How are profits won and lost? What investments should take priority? What strategies will bear financial fruit?
The answers to these questions, and more, vary depending on which of the five “archetypes” describes each individual fashion company, according to Deloitte.
“Apparel and discretionary retailers should seek to keep current with consumers and, importantly, understand which aspects of convenience their customers are willing to pay for so they can target their investments accordingly,” wrote the research team who compiled the consulting firm’s report, “A new formula for retail recovery and growth: The five paths to profitability.”
Deloitte defines the “technology trend-setter” as an established brand, omnichannel mass retailer, with value-driven customers and a traditional buy-and-sell model. The profit model is high-volume, targeted algorithmic advertising with white -abel products—generic products manufactured by third parties under different labels—and a diverse, efficient supply chain. Strategies for success include an emphasis on multichannel digital shopping, offering one-click order and subscription service, expansion of complementary services for one-stop shopping, establishing store-in-store model for adjacent brands and redefining returns processing such as one-click, prepaid and labeled.
Companies that can be classified as emerging threats are market-disrupting brands, direct to consumer, or attract price-sensitive customers with a minimal warehouse model. These businesses have a profit model based on scaling with limited infrastructure, vertically integrated supply chains, low cost to consumer, and highly targeted advertising. To succeed, these players can establish alliances to pursue omnichannel opportunities or shop-in-shop models, implement frictionless returns processes like home pickup, employ stripped-down showroom-style locations and use artificial intelligence to drive bundled pricing and loyalty programs.
“Brand loyalist” retailers have established their brand, and built an omnichannel empire with flagship stores, a devoted base of shoppers, a close cadre of distributors and important inventory hubs. Their profit model hinges on high brand loyalty, high-quality mid-priced apparel, outsourced manufacturing and revenue growth through innovation. These companies can get ahead by figuring out their best stores and shutting down the rest, while launching experiential locations in important markets. Deloitte says brand loyalists should look into carving out in-store space at mass retailers, focus on maximizing direct-to-consumer digital sales, upgrade their digital platforms and adopt AI-driven loyalty programs.

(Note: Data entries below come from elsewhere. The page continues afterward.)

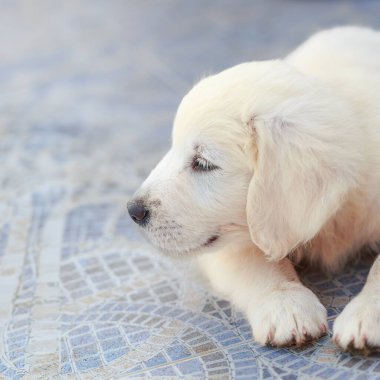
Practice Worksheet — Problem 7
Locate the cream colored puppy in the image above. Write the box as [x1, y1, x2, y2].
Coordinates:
[128, 27, 380, 349]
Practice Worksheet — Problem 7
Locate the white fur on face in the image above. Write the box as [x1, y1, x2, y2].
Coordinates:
[136, 135, 251, 256]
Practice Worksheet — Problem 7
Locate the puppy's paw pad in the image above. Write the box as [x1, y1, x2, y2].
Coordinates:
[249, 285, 327, 346]
[333, 294, 380, 354]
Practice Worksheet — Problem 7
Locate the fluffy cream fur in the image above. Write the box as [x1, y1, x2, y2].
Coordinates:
[131, 27, 380, 349]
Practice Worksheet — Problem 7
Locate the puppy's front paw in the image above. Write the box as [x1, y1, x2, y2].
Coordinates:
[333, 294, 380, 354]
[248, 284, 327, 346]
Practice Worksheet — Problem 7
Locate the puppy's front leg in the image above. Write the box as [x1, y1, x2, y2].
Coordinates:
[333, 256, 380, 353]
[199, 248, 327, 346]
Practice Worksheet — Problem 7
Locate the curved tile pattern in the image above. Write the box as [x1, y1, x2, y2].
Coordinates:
[0, 0, 380, 379]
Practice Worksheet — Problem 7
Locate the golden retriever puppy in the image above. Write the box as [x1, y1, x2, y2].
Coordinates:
[128, 27, 380, 349]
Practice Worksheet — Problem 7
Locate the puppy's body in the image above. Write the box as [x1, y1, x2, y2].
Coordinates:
[286, 27, 380, 270]
[129, 28, 380, 349]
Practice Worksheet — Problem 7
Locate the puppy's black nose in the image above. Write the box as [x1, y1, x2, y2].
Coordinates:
[127, 202, 149, 226]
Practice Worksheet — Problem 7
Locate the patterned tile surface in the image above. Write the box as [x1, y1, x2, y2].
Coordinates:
[0, 0, 380, 379]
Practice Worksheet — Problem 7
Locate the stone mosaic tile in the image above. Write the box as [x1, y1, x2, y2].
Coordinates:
[0, 0, 380, 379]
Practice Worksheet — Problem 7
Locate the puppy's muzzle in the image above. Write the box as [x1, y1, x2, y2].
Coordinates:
[127, 200, 150, 226]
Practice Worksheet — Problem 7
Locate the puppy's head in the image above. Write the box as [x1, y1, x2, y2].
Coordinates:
[128, 61, 362, 259]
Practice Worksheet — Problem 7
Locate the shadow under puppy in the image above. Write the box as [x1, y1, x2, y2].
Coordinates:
[128, 27, 380, 350]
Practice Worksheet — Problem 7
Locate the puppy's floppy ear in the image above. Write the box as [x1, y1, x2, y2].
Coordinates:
[247, 99, 361, 260]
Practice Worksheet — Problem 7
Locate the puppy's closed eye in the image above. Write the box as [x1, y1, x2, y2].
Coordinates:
[191, 156, 220, 172]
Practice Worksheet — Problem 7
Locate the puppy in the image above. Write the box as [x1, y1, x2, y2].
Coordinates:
[128, 27, 380, 350]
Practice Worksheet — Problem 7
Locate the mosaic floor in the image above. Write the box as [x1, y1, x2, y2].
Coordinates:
[0, 0, 380, 380]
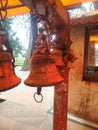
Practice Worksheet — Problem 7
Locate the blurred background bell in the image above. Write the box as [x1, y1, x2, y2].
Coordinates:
[0, 35, 21, 92]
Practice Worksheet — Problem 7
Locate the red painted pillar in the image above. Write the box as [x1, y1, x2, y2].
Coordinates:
[53, 67, 69, 130]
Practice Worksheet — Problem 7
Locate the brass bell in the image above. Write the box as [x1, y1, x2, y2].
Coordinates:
[24, 54, 64, 87]
[51, 49, 65, 66]
[0, 50, 21, 92]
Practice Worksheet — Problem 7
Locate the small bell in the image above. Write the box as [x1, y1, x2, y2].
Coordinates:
[0, 51, 21, 92]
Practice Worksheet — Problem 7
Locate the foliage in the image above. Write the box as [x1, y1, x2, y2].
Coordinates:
[6, 15, 29, 57]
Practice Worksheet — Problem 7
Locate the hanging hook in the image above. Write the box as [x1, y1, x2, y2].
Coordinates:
[33, 87, 43, 103]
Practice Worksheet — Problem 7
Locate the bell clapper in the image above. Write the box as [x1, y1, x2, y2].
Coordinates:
[33, 87, 43, 103]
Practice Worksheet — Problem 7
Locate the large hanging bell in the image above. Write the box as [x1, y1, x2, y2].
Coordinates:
[0, 50, 21, 92]
[24, 54, 64, 87]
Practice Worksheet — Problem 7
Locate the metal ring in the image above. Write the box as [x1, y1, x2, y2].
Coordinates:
[33, 92, 43, 103]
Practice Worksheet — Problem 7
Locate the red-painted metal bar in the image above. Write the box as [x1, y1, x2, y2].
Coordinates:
[53, 67, 69, 130]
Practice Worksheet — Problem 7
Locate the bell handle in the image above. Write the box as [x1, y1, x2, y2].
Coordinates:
[33, 92, 43, 103]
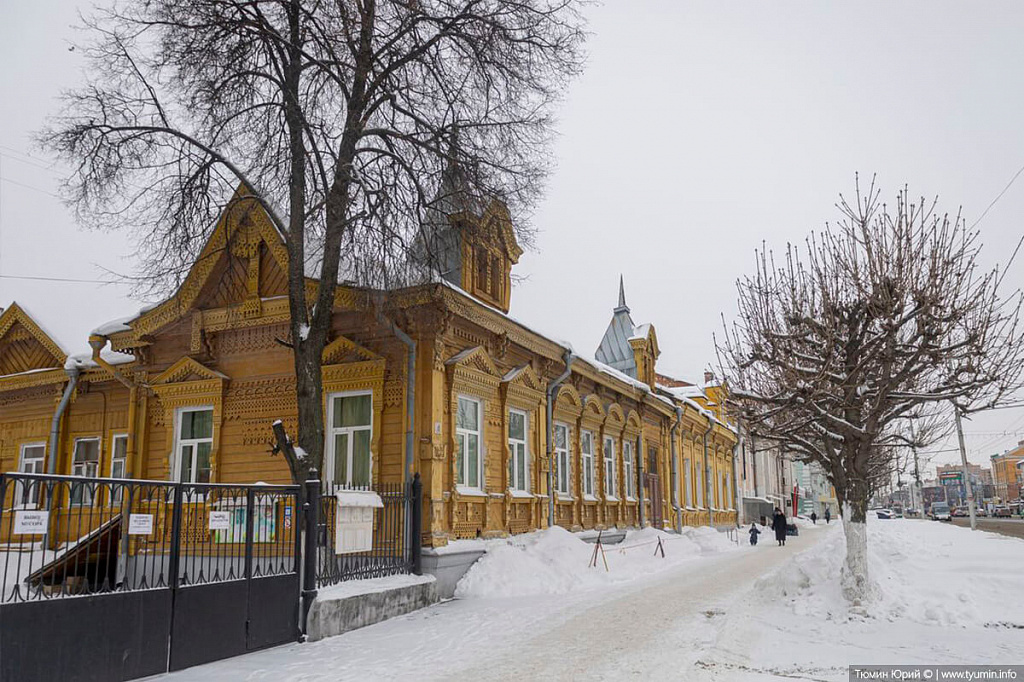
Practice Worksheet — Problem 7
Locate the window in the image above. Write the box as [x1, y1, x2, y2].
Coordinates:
[111, 433, 128, 506]
[683, 459, 693, 507]
[172, 408, 213, 483]
[14, 442, 46, 508]
[509, 410, 529, 492]
[326, 392, 374, 487]
[580, 431, 594, 497]
[604, 436, 618, 500]
[455, 395, 483, 488]
[71, 438, 99, 505]
[623, 440, 637, 500]
[555, 424, 571, 495]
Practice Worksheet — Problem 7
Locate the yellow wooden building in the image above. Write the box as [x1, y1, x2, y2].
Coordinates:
[0, 191, 736, 547]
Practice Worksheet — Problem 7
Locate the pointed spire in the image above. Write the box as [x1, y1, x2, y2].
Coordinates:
[615, 274, 630, 312]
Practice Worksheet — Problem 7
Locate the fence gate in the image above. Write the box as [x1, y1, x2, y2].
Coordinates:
[0, 474, 299, 682]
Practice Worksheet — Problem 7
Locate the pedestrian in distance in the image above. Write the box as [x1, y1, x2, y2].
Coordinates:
[771, 507, 785, 547]
[751, 523, 761, 546]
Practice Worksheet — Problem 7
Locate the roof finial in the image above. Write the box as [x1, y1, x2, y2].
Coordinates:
[615, 274, 630, 312]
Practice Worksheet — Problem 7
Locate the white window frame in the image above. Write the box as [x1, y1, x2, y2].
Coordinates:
[171, 404, 217, 483]
[551, 422, 572, 498]
[580, 431, 597, 500]
[12, 440, 46, 509]
[623, 438, 637, 502]
[69, 436, 103, 507]
[694, 464, 705, 509]
[111, 433, 128, 506]
[508, 408, 529, 493]
[455, 395, 484, 493]
[324, 390, 374, 487]
[601, 436, 618, 502]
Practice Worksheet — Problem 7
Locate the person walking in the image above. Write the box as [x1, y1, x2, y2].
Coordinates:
[771, 507, 785, 547]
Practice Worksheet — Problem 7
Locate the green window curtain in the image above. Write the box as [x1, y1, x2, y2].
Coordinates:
[352, 429, 370, 485]
[178, 445, 195, 483]
[466, 433, 480, 487]
[196, 442, 210, 483]
[181, 410, 213, 440]
[334, 433, 348, 485]
[334, 394, 373, 428]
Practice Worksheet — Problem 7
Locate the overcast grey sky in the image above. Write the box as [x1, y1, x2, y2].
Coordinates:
[0, 0, 1024, 475]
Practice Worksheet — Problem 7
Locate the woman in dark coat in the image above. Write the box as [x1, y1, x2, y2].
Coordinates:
[771, 507, 785, 547]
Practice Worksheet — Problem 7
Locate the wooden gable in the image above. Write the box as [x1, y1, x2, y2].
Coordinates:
[0, 303, 68, 376]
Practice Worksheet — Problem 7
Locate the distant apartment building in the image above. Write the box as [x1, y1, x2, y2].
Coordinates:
[990, 440, 1024, 502]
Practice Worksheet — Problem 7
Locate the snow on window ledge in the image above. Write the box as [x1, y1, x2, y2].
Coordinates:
[455, 485, 487, 498]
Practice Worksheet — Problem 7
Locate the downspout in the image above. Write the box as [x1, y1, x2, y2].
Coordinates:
[703, 414, 715, 527]
[377, 310, 416, 478]
[732, 428, 746, 528]
[637, 413, 646, 528]
[669, 404, 683, 532]
[546, 350, 575, 528]
[46, 360, 80, 474]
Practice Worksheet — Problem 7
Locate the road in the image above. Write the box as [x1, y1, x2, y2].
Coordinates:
[459, 526, 836, 682]
[154, 524, 839, 682]
[953, 516, 1024, 538]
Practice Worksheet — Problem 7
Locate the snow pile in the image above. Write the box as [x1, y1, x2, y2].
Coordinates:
[756, 519, 1024, 629]
[455, 526, 738, 598]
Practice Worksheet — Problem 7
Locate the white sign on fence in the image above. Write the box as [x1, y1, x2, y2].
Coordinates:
[128, 514, 153, 536]
[210, 511, 231, 530]
[334, 491, 384, 554]
[14, 509, 50, 536]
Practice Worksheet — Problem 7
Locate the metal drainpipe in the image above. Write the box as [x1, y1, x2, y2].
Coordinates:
[546, 350, 575, 528]
[669, 406, 683, 532]
[46, 364, 80, 473]
[703, 414, 715, 527]
[732, 422, 745, 528]
[637, 425, 645, 528]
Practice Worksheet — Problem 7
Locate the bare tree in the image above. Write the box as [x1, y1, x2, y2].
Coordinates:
[718, 176, 1024, 602]
[42, 0, 584, 481]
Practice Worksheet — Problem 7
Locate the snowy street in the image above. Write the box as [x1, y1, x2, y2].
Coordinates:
[153, 519, 1024, 682]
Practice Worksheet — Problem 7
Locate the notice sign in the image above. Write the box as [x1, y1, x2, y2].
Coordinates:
[210, 511, 231, 530]
[128, 514, 153, 536]
[14, 509, 50, 536]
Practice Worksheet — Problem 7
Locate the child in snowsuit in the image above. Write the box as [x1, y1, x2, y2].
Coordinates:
[751, 523, 761, 545]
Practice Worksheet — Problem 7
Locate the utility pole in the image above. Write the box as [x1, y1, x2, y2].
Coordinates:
[953, 403, 978, 530]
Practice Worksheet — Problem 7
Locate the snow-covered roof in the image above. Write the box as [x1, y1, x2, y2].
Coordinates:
[595, 275, 637, 377]
[65, 348, 135, 370]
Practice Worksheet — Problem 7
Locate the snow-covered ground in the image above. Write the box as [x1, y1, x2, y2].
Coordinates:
[151, 519, 1024, 682]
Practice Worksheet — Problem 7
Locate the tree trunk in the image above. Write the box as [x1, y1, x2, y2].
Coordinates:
[295, 339, 324, 483]
[841, 476, 872, 606]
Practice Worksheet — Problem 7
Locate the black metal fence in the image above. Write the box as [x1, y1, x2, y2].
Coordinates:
[0, 473, 300, 604]
[316, 474, 423, 586]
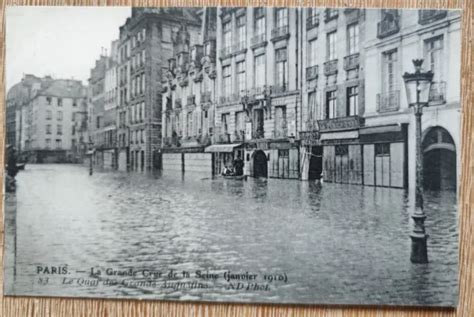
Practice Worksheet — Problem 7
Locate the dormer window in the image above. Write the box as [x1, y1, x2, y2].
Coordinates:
[168, 58, 176, 70]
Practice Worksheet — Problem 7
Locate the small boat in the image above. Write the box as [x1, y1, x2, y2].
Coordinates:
[222, 175, 247, 181]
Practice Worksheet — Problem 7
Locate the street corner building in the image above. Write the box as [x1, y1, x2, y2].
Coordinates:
[162, 7, 460, 189]
[6, 74, 88, 163]
[5, 7, 462, 307]
[7, 7, 461, 185]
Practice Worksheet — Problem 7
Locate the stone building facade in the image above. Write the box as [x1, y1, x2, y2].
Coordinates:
[299, 8, 366, 184]
[8, 75, 87, 163]
[215, 7, 301, 179]
[88, 51, 108, 167]
[118, 8, 200, 171]
[360, 10, 461, 189]
[162, 8, 217, 174]
[158, 7, 460, 188]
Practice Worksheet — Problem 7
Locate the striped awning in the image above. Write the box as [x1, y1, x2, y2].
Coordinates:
[204, 143, 242, 153]
[359, 124, 402, 134]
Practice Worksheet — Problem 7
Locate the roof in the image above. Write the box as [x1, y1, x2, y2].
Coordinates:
[204, 143, 242, 153]
[37, 79, 86, 98]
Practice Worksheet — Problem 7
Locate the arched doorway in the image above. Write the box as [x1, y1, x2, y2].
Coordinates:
[422, 127, 456, 191]
[253, 150, 268, 177]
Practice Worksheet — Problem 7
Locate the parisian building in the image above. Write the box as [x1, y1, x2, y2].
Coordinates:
[88, 53, 108, 167]
[358, 10, 461, 189]
[215, 7, 301, 179]
[158, 7, 460, 188]
[162, 8, 217, 173]
[6, 74, 42, 151]
[117, 8, 201, 171]
[7, 75, 87, 163]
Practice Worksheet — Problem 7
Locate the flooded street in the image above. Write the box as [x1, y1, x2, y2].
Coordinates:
[1, 165, 458, 305]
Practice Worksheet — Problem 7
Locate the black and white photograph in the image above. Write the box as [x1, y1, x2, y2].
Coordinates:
[4, 6, 463, 307]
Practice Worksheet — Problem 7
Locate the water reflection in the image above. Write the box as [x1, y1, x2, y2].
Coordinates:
[2, 165, 458, 305]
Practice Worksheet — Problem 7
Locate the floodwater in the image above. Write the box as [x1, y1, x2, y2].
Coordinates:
[1, 165, 458, 306]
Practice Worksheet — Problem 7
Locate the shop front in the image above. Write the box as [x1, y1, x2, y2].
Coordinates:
[204, 143, 245, 175]
[245, 140, 300, 179]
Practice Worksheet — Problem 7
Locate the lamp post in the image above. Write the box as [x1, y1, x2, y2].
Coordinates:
[403, 59, 433, 263]
[88, 140, 94, 176]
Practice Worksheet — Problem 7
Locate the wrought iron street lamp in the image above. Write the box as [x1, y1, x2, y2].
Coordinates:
[87, 140, 94, 176]
[403, 59, 433, 263]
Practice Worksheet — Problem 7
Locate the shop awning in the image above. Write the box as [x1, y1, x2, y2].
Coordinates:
[320, 131, 359, 141]
[359, 124, 406, 143]
[359, 124, 402, 135]
[204, 143, 242, 153]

The fast fashionista is an established, omnichannel player whose trend-obsessed shoppers drive high foot traffic. They make their profits through high volume, relying on a tightly integrated in-house, supply chain and cost-efficient production. Deloitte says fast fashionistas should shed their weaker stores, invest in e-commerce with in-store services such as virtual showrooms. They should offers consumers curated content after logging in or purchasing, and incorporate white-label basics to pad their margins.
Who is the “social-savvy” retailer? This non-established specialty player hawks higher-priced wares in a boutique-style format to loyal and social media-based consumers, earning its keep through premium pricing and service that enables them to steal market share from more mature rivals. These companies, Deloitte says, should consider partnerships with adjacent businesses such as athletic apparel and digital workout platforms, and personalize the customer’s experience whether digital or in stores. They should also create high-quality goods at aspirational, but attainable, price points, rationalize their boutique footprint with highly targeted locations and hone a social media- and influencer-focused marketing strategy.
Retailers that rethink and restructure stand a better chance of outpacing competitors, exceeding consumer expectations and emerging as leaders in the future apparel market, Deloitte says.